Date first published: 18/05/2023
Key sectors: all
Key risks: political instability; policy uncertainty; civil unrest; coup d’état
Pita Limjaroenrat – the leader of the progressive Move Forward Party (MFP) – has claimed the right to form the next government following the party’s unprecedented victory in the 14 May general election. On 18 May alongside seven other opposition parties, Pita unveiled his prospective coalition government which together commands a solid majority in the House of Representatives and includes the runner-up Pheu Thai Party and minor pro-democracy parties. A record voter turnout of 75.2 per cent at the election delivered a stunning rebuke of Prime Minister Prayut Chan-o-cha and his military-backed parties after nine years in power and may usher in a new era in Thai politics.
Why it matters
MFP’s election victory marks a fundamental turning point. Not only did it rout the ruling conservative coalition, but it also broke the domination of the billionaire Shinawatra clan – whose successive iterations of populist parties had won every general election since 2001. MFP’s ambitious institutional reform agenda, which includes breaking up commercial monopolies, reducing the role of the military in domestic politics and amending the country’s strict lese-majeste laws – long deemed impossible – will no doubt face stiff resistance from the conservative military-royalist establishment. Nonetheless, their victory signals that public discourse over the role of the monarchy may no longer be the political third rail it has historically been.
The military casts a long shadow in Thai politics. Two Shinawatra prime ministers were ousted in military coups – Thaksin in 2006 and his sister Yingluck in 2014. Prolonged tensions between pro-democracy and populist parties against the country’s military-royalist establishment have fuelled repeated waves of political instability and social unrest. Following a strong showing by the Future Forward Party – a predecessor to MFP – in the 2019 general election, the Constitutional Court dissolved the party and barred its leadership from politics for 10 years. This further compounded Thailand’s democratic regression following the 2014 coup and prompted the 2020-2021 wave of anti-government protests.
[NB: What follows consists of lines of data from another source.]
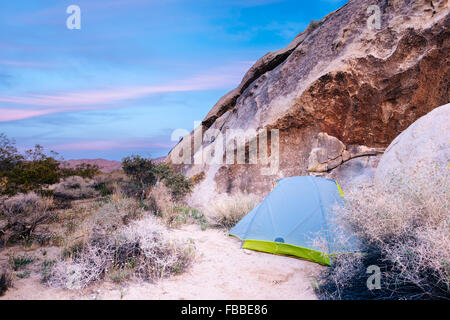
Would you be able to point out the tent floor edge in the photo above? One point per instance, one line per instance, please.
(288, 250)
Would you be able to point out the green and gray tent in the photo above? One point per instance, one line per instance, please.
(292, 217)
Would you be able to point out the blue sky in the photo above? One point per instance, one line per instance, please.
(137, 69)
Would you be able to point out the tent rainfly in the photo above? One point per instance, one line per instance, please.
(297, 211)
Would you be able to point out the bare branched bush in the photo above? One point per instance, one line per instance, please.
(23, 213)
(227, 210)
(406, 225)
(141, 249)
(74, 188)
(107, 219)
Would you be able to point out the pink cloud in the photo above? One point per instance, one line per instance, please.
(18, 114)
(111, 145)
(41, 104)
(29, 64)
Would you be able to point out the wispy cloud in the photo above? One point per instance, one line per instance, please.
(12, 63)
(42, 104)
(103, 145)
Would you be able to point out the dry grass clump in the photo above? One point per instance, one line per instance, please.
(161, 202)
(75, 188)
(101, 221)
(107, 183)
(6, 281)
(405, 228)
(227, 210)
(23, 213)
(141, 250)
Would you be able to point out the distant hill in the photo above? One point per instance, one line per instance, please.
(104, 165)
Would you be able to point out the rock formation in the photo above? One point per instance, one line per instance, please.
(425, 142)
(338, 95)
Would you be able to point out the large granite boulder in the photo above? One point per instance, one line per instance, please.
(341, 85)
(425, 142)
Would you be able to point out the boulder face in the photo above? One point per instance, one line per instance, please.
(337, 96)
(425, 142)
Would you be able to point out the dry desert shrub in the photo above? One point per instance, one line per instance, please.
(227, 210)
(75, 188)
(6, 281)
(22, 214)
(140, 249)
(106, 219)
(404, 226)
(160, 201)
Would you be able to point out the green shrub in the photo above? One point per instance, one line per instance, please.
(31, 171)
(145, 174)
(17, 263)
(82, 170)
(23, 214)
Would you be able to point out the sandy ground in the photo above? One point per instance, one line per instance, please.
(221, 270)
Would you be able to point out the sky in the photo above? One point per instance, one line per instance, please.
(135, 71)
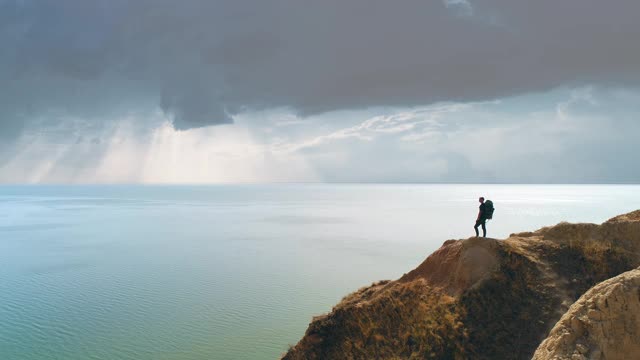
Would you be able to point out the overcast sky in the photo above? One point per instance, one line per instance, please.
(202, 91)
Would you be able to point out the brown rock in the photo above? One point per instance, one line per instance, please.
(610, 332)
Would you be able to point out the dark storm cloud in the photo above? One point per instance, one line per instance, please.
(204, 61)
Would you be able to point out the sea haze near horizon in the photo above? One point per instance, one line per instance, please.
(230, 271)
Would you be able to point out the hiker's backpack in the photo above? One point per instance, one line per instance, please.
(488, 209)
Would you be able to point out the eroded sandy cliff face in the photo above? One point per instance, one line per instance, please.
(476, 298)
(603, 324)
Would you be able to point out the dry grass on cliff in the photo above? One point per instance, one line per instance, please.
(405, 321)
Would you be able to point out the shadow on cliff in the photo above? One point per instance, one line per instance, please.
(476, 298)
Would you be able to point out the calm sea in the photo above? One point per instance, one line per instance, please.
(230, 272)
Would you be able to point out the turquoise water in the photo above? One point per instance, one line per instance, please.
(230, 272)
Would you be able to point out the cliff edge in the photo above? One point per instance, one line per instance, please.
(603, 324)
(476, 298)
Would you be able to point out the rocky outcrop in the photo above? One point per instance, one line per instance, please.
(604, 324)
(476, 298)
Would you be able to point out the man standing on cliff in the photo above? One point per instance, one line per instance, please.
(482, 219)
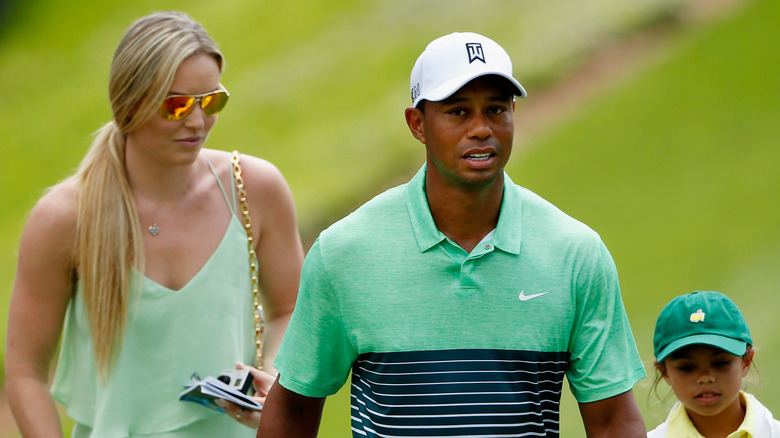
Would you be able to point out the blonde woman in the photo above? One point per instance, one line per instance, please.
(139, 261)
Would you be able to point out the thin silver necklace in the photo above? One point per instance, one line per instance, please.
(154, 228)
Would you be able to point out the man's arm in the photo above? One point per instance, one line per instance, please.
(289, 414)
(617, 417)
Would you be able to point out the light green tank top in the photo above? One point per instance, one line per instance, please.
(204, 327)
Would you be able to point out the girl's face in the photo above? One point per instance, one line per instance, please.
(180, 140)
(707, 381)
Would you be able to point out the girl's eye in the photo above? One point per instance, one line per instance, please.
(685, 368)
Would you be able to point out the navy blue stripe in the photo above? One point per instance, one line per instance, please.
(457, 393)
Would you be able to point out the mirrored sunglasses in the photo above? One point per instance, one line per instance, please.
(178, 106)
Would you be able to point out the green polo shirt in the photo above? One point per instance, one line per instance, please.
(424, 325)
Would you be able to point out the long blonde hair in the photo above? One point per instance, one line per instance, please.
(109, 239)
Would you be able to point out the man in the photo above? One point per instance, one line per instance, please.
(458, 300)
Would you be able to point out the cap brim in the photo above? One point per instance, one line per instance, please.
(733, 346)
(451, 86)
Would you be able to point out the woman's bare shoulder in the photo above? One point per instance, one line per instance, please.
(55, 215)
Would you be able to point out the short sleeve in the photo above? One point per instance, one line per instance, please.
(604, 360)
(315, 356)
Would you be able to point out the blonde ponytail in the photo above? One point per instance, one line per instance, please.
(109, 241)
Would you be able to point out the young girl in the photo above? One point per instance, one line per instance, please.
(703, 349)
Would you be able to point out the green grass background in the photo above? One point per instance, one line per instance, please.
(674, 164)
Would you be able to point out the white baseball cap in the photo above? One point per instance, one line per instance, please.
(450, 62)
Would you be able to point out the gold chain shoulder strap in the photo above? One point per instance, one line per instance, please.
(257, 306)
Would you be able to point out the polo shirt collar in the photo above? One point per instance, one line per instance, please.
(507, 234)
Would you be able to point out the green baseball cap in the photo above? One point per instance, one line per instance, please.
(701, 318)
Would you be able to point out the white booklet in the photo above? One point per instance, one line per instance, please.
(231, 385)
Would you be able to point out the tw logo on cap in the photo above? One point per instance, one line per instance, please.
(697, 316)
(475, 52)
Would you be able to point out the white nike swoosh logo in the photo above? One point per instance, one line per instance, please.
(524, 297)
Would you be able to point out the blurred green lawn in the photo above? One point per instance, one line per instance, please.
(673, 166)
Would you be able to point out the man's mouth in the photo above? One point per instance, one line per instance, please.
(478, 157)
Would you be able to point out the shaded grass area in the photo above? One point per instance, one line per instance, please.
(674, 168)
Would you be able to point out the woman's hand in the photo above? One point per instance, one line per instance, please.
(262, 382)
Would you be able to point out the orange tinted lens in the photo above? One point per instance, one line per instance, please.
(212, 103)
(176, 107)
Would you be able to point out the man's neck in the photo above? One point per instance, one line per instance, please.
(465, 216)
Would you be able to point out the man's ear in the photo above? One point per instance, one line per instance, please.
(414, 119)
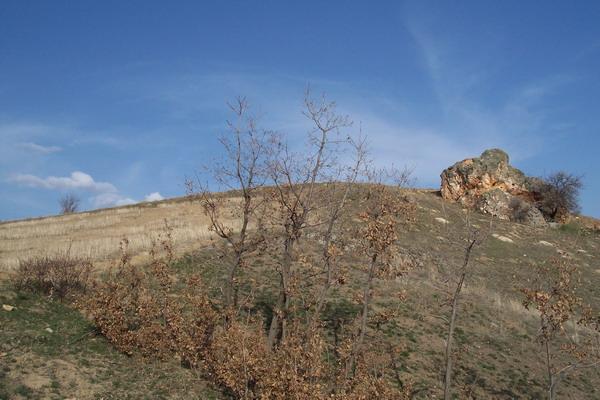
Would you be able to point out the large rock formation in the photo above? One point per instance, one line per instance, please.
(490, 184)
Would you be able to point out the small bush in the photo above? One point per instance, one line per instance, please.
(519, 209)
(557, 195)
(58, 276)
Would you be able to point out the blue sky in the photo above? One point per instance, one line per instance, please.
(120, 101)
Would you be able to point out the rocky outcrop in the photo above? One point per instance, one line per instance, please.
(491, 185)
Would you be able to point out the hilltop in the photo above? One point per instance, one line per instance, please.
(498, 357)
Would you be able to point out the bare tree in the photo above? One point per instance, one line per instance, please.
(557, 195)
(297, 182)
(242, 170)
(383, 211)
(553, 294)
(69, 204)
(473, 238)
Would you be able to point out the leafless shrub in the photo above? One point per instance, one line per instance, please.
(553, 293)
(557, 195)
(243, 169)
(472, 238)
(519, 209)
(69, 204)
(60, 275)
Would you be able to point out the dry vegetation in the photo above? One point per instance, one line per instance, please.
(312, 280)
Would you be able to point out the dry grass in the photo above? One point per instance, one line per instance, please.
(96, 235)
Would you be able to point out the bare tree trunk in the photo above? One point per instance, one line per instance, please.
(277, 326)
(551, 381)
(450, 338)
(356, 348)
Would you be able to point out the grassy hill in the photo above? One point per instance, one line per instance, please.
(48, 350)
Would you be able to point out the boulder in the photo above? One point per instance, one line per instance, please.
(491, 185)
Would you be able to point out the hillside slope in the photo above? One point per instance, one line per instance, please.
(497, 353)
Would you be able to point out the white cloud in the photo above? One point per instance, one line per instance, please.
(154, 196)
(111, 200)
(77, 180)
(38, 148)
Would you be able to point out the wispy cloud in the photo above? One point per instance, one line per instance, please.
(111, 200)
(154, 196)
(38, 148)
(77, 180)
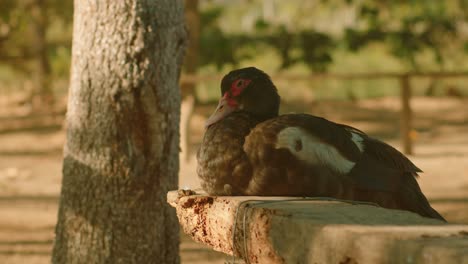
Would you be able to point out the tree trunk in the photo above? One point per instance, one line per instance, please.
(121, 154)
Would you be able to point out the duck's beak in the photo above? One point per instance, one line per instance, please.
(222, 110)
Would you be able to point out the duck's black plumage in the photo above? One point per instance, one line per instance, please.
(249, 150)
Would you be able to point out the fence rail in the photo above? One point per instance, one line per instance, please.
(405, 89)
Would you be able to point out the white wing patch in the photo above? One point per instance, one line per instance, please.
(310, 149)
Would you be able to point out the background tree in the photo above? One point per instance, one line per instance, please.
(121, 154)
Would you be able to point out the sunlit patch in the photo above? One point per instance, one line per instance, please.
(312, 150)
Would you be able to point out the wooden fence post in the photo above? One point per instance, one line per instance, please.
(406, 114)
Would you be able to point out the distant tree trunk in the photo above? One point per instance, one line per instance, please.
(192, 17)
(42, 94)
(121, 154)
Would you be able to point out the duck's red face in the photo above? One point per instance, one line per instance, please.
(229, 102)
(247, 89)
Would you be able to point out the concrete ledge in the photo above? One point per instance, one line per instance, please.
(291, 230)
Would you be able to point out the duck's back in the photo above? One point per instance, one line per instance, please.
(304, 155)
(222, 164)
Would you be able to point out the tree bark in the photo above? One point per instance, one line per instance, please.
(121, 154)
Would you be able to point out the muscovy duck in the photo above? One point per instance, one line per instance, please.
(248, 149)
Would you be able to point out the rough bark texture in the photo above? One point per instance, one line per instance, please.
(121, 155)
(274, 230)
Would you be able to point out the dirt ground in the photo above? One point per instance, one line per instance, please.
(31, 156)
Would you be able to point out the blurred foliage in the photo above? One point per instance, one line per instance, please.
(296, 35)
(405, 28)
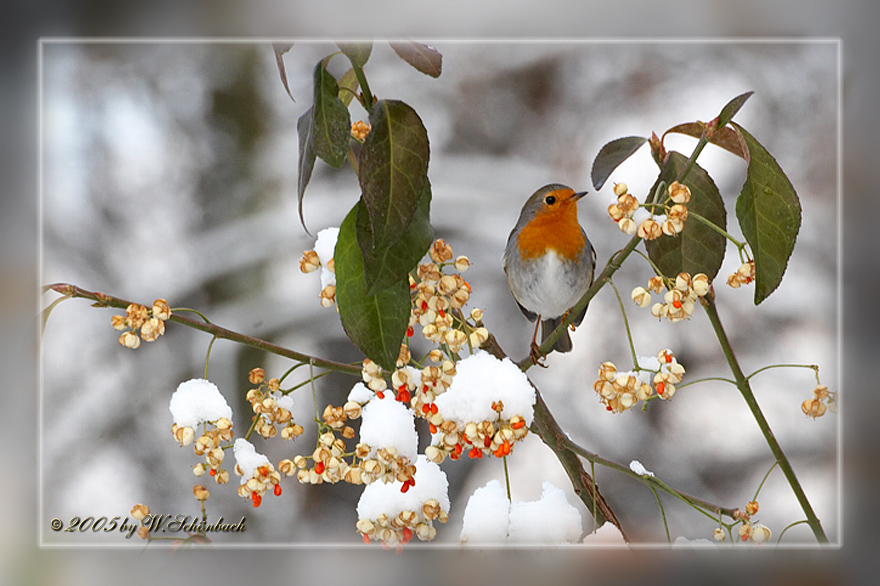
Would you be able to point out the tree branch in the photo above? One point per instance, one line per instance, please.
(104, 300)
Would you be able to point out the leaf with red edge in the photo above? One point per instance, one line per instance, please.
(727, 138)
(393, 169)
(769, 214)
(280, 49)
(612, 155)
(357, 53)
(424, 58)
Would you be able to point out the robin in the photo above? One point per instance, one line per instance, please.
(549, 261)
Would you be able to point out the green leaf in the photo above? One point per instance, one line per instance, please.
(331, 122)
(698, 248)
(731, 108)
(393, 169)
(612, 155)
(424, 58)
(385, 266)
(348, 85)
(726, 138)
(306, 159)
(769, 214)
(374, 323)
(357, 53)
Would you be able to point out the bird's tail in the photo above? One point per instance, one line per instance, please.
(563, 343)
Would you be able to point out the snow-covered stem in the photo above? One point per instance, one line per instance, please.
(742, 383)
(546, 427)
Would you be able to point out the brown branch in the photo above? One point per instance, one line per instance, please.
(104, 300)
(546, 427)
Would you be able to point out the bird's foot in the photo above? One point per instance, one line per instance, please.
(537, 357)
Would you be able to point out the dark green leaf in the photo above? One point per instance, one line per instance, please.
(698, 248)
(306, 159)
(393, 169)
(612, 155)
(348, 85)
(280, 49)
(374, 323)
(769, 214)
(731, 108)
(331, 122)
(385, 266)
(424, 58)
(726, 138)
(357, 53)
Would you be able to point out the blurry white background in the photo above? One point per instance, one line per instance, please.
(170, 171)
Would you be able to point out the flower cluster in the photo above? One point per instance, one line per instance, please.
(393, 516)
(477, 439)
(623, 212)
(744, 275)
(435, 295)
(329, 464)
(199, 402)
(679, 299)
(360, 130)
(485, 410)
(822, 400)
(400, 529)
(620, 391)
(209, 445)
(271, 406)
(150, 323)
(258, 474)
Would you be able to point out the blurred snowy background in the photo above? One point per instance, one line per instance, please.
(169, 170)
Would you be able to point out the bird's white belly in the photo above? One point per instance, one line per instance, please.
(548, 286)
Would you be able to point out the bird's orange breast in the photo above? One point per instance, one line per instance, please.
(552, 229)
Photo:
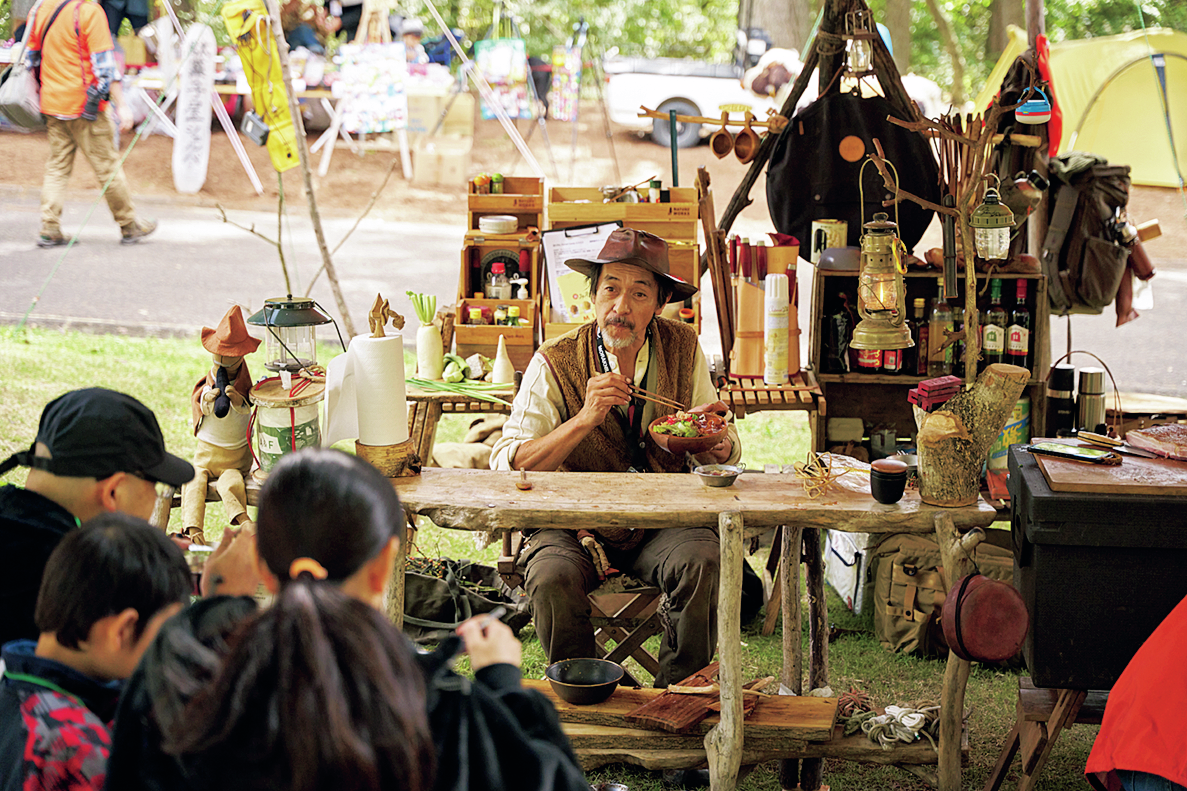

Many young protesters have since joined the MFP and are poised to enter the House of Representatives following the 14 May general election.
Despite the prospective coalition’s popular mandate, MFP’s ambitious reform agenda will likely complicate efforts to form a government as under the current military-drafted constitution, the military-appointed Senate retains the power to elect a prime minister in a bicameral vote. The party has vowed against working with military-aligned parties which leaves very few options besides relying on their mandate to sway enough necessary votes in the Senate. Nonetheless, several senators have ruled out voting for Pita, questioning MFP’s so-called anti-monarchist agenda. Whichever way this goes, the situation is likely to be precarious in the coming weeks, with elevated risks of political instability and civil unrest. Moving forward with reforms to the military and lese-majeste laws will risk incurring the wrath of the country’s powerful military-royalist establishment. However, a rejection of the MFP-led coalition in the Senate will risk unravelling Thai politics and returning mass street protests.